Kirshner's later venture was the Archies, an animated series where there were only studio musicians to be managed. He was a music consultant or music supervisor for nearly two dozen TV series between 1966 and 1977, such as Bewitched. One instance brought Phil Spector, Tommy Boyce and Bobby Hart together on the TV show I Dream of Jeannie, a program on which Don Kirshner was credited as music consultant for 35 episodes from 1966 to 1967.

==Producer==
From 1970 to 1979, Kirshner served as producer or executive producer for a number of made for TV movies, TV specials, and TV series. One of those series was the musical game show Musical Chairs, notable for being the first game show hosted by an African-American, Adam Wade.

== Don Kirshner's Rock Concert ==

In the fall of 1972, Kirshner was asked by ABC Television to serve as executive producer and "creative consultant" for their new In Concert series, which aired every other week in the 11:30 p.m. slot normally showing The Dick Cavett Show. The following September, Kirshner left In Concert to produce and host his own syndicated weekly rock-concert program called Don Kirshner's Rock Concert. With its long-form live performances, it was a new direction for pop music presentation on television as compared to rehearsed, often lip-synced performances that were the staple of earlier television shows like Shindig!. The last show aired in 1981, the year that MTV was launched.

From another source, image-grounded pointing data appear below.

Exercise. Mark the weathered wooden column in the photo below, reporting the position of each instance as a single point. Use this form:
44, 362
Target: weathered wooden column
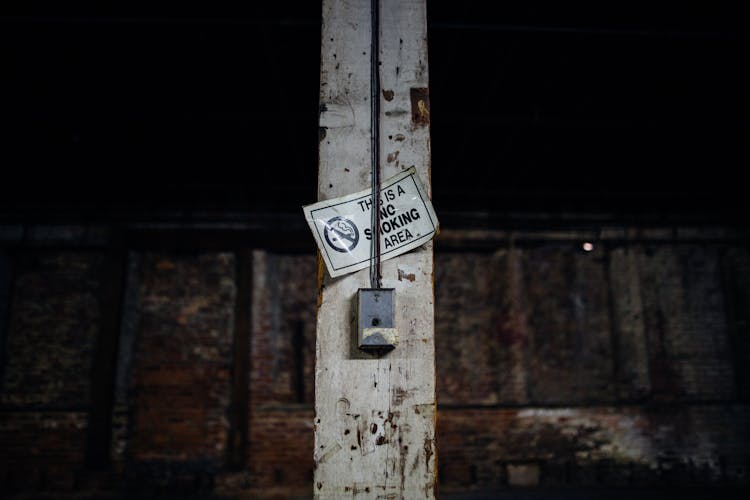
375, 414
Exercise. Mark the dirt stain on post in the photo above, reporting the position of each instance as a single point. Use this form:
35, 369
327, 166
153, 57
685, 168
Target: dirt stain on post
420, 106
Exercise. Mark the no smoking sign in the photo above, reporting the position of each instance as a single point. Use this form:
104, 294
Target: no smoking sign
341, 226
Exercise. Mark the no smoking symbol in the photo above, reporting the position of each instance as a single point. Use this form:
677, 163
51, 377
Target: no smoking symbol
341, 234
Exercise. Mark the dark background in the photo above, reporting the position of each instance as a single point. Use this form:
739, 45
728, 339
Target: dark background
113, 109
157, 278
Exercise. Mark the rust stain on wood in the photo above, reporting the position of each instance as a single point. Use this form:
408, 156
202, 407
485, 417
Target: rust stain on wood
420, 106
404, 276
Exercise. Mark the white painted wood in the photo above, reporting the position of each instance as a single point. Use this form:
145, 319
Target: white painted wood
375, 416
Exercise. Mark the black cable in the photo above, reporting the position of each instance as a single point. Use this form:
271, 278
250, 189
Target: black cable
375, 267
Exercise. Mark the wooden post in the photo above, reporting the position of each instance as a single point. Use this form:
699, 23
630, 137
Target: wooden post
375, 414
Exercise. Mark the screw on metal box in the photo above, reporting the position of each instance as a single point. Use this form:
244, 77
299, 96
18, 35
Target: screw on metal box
375, 319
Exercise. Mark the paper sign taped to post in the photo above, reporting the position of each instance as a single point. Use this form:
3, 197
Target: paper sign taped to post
341, 226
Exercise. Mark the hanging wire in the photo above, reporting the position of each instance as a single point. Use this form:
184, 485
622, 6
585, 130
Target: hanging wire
376, 275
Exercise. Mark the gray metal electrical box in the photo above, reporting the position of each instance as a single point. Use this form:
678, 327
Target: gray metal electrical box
375, 319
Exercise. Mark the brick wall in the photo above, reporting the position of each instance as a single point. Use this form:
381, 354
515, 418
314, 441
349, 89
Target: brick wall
178, 385
45, 391
614, 366
626, 366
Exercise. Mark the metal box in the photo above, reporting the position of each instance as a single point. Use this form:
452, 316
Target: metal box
375, 319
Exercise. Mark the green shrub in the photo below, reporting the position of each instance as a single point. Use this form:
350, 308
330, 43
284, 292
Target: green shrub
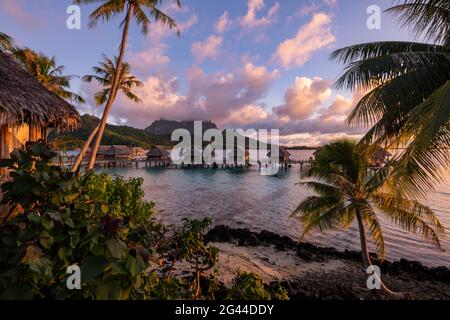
102, 224
249, 286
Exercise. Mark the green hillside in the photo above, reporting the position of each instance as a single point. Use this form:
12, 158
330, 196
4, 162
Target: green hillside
121, 135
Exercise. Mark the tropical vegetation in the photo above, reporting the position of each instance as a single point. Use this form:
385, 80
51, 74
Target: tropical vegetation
105, 74
407, 104
101, 224
140, 11
47, 72
114, 135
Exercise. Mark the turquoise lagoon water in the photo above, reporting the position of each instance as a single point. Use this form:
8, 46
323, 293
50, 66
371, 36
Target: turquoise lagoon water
245, 199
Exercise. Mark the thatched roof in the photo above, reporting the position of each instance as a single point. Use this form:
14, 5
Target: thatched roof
24, 100
114, 150
282, 151
156, 151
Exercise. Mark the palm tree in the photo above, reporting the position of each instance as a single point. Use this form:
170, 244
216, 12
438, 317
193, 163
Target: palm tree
6, 42
104, 74
140, 11
408, 101
347, 191
47, 72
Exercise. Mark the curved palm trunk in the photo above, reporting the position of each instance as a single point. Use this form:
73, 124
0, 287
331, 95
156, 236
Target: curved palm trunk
367, 261
86, 145
113, 92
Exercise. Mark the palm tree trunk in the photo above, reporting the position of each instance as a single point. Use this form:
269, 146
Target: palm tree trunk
113, 92
86, 145
367, 261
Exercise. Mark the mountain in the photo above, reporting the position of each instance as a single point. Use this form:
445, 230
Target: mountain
119, 135
166, 127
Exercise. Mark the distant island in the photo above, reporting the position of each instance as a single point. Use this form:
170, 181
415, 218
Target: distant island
114, 135
158, 133
166, 127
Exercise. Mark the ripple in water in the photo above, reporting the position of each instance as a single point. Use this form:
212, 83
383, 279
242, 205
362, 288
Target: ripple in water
243, 198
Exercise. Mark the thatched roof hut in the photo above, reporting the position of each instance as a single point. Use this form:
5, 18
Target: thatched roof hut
283, 154
24, 100
27, 109
157, 153
114, 152
138, 152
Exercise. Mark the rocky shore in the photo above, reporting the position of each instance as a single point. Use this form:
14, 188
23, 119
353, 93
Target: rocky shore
312, 272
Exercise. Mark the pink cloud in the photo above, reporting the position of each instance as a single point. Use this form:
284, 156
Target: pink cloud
223, 24
223, 97
210, 48
304, 98
251, 21
310, 38
14, 9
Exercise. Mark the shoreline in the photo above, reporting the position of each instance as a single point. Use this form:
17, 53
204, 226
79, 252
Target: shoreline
308, 271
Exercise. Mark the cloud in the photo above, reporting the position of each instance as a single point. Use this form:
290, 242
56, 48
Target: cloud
248, 114
330, 3
223, 97
152, 59
311, 37
251, 21
223, 24
210, 48
14, 9
160, 31
303, 98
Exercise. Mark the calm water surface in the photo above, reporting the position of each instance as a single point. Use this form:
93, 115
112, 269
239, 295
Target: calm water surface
243, 198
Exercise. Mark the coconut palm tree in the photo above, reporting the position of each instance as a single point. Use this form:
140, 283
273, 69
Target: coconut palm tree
6, 42
141, 11
47, 72
347, 191
407, 104
104, 74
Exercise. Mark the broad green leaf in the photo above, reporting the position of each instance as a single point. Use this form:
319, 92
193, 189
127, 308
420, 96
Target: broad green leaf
92, 267
117, 247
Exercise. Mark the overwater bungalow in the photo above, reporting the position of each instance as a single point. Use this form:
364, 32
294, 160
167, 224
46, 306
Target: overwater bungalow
157, 153
138, 153
28, 111
283, 155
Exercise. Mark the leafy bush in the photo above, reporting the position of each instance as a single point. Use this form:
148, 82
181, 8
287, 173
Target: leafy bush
59, 219
249, 286
103, 225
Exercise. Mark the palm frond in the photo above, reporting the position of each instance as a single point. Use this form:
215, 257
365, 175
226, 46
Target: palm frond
370, 50
372, 72
424, 17
375, 231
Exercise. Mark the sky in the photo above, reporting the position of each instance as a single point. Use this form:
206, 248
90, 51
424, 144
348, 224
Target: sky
261, 64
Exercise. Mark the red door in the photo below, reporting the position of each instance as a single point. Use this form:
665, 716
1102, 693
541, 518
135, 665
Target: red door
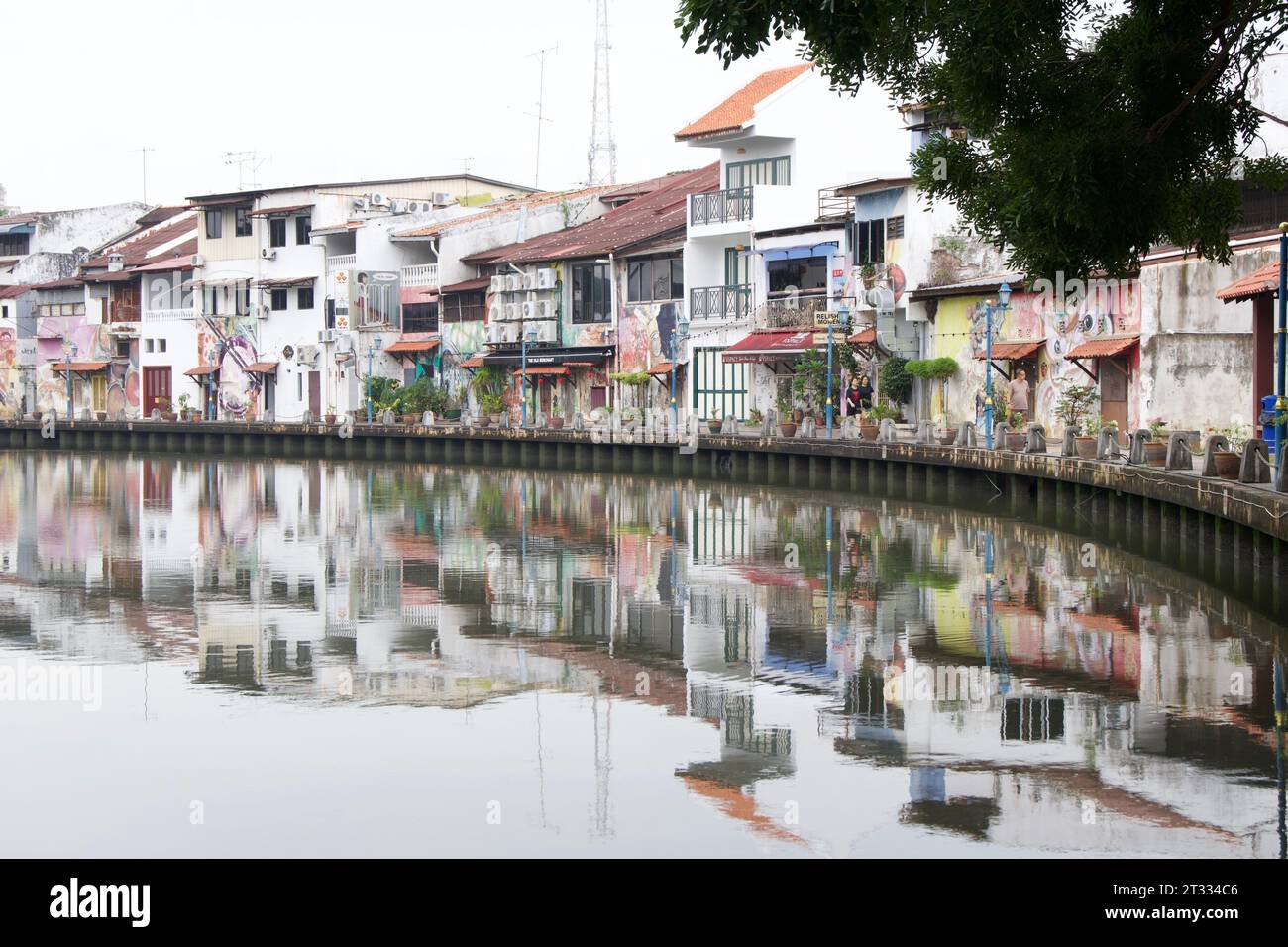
156, 384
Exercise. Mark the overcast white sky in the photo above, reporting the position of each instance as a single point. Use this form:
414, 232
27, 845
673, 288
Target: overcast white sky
336, 91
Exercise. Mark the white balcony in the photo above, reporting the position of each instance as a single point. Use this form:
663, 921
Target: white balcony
423, 274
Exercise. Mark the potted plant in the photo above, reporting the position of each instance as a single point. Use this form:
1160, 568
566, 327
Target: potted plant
1017, 440
1073, 407
786, 428
1155, 449
1228, 462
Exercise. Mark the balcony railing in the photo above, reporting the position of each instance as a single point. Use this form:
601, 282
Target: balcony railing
791, 312
720, 206
720, 302
423, 274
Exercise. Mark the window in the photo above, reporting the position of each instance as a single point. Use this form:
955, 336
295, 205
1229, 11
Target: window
717, 388
14, 244
657, 278
776, 170
805, 274
591, 292
870, 241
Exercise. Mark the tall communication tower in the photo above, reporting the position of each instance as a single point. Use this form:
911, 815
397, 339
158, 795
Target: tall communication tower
601, 157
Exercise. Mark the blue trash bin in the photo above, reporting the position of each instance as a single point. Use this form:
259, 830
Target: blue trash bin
1269, 433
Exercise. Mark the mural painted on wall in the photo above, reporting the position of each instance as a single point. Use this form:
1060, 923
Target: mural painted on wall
231, 343
119, 388
961, 328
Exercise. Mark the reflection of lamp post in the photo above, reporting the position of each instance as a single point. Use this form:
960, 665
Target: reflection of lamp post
679, 333
69, 350
376, 344
1004, 303
529, 334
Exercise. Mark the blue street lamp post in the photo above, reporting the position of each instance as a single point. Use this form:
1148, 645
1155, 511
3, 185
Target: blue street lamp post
68, 351
529, 334
376, 344
1004, 303
679, 333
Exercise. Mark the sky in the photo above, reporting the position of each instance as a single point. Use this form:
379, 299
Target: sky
334, 91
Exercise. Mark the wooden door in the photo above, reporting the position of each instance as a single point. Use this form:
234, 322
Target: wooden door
156, 384
1113, 393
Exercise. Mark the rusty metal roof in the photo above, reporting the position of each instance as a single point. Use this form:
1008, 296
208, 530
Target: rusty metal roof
660, 211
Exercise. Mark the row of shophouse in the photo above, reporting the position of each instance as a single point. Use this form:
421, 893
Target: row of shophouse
802, 214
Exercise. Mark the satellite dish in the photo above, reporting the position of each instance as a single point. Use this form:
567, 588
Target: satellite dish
880, 298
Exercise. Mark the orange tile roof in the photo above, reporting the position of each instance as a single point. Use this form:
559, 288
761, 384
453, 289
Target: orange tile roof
739, 108
1262, 281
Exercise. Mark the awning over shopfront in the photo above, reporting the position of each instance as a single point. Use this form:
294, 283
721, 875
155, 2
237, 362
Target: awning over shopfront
1100, 348
412, 347
552, 356
768, 348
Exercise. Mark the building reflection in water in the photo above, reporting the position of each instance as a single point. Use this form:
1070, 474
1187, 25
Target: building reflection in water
862, 663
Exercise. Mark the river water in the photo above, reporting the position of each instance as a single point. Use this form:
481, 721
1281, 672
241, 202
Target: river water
235, 657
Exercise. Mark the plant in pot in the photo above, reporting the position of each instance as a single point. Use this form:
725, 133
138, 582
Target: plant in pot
1228, 462
786, 427
1017, 438
1073, 408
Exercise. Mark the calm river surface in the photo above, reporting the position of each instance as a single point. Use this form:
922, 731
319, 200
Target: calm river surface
236, 657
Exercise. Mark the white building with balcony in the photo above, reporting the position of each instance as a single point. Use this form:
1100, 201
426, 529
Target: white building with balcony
781, 241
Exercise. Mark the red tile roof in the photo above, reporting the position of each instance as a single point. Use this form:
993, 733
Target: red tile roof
660, 211
739, 108
1265, 279
1103, 348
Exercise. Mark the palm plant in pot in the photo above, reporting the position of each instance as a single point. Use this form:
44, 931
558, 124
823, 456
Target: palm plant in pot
786, 425
1073, 408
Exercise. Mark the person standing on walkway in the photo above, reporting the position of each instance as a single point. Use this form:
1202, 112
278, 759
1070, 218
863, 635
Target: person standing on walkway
1019, 399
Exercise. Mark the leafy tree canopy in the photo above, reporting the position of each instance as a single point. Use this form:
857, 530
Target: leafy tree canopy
1098, 129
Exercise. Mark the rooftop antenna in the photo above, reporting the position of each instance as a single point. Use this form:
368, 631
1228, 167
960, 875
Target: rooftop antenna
248, 166
143, 157
601, 157
540, 115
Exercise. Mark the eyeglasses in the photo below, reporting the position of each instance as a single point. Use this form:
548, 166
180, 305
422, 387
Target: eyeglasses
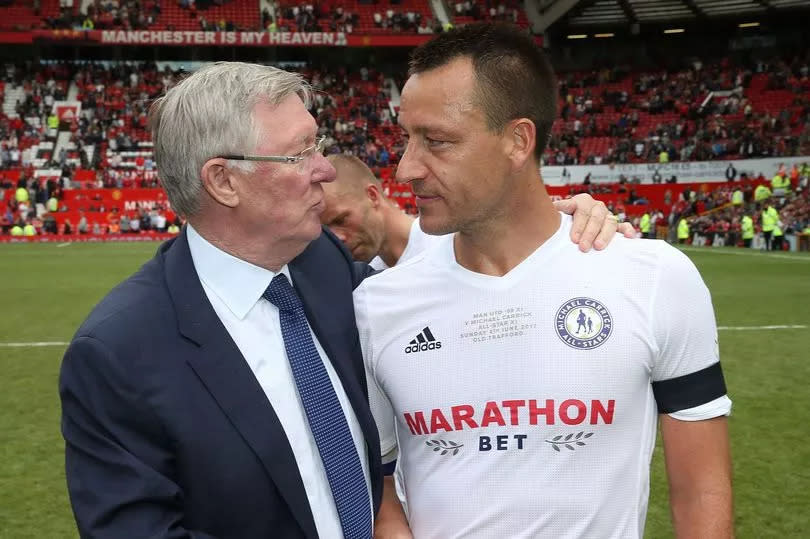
303, 159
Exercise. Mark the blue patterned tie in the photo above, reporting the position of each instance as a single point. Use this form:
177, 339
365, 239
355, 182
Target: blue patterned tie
326, 419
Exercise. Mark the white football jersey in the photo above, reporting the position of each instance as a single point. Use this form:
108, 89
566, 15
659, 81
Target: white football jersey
526, 405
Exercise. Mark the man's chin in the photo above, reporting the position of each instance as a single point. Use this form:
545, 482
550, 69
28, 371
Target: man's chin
434, 225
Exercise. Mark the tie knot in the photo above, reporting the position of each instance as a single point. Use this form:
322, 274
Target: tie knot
281, 294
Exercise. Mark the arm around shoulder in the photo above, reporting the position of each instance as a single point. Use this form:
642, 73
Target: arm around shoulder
698, 465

The program presented many of the most successful bands of the era, usually rock and roll but occasionally from other genres, each time introduced by Kirshner's trademark monotone delivery as the program host. In its final season, Rock Concert was mostly hosted by Kirshner's son and daughter, whose delivery was similar as their father's. Kirshner's "wooden" presentation style was later lampooned on Saturday Night Live by Paul Shaffer, most notably in Shaffer's introduction of the Blues Brothers during the duo's television debut. Shaffer and Kirshner worked together on the short-lived situation comedy, A Year at the Top, which Kirshner co-produced with Norman Lear, and in which Shaffer starred.

==Later career==
Kirshner received the 2007 Songwriters Hall of Fame Abe Olman Publishing Award. He was a creative consultant for Rockrena, a company founded by Jack Wishna, and launched in 2011 to promote new music talent online. He died of heart failure in a Boca Raton, Florida hospital on January 17, 2011 at age 76, survived by his wife of 50 years, Sheila; his son, Ricky Kirshner; daughter, Daryn Lewis; and five grandchildren.

On April 14, 2012, Kirshner was posthumously inducted into the Rock and Roll Hall of Fame.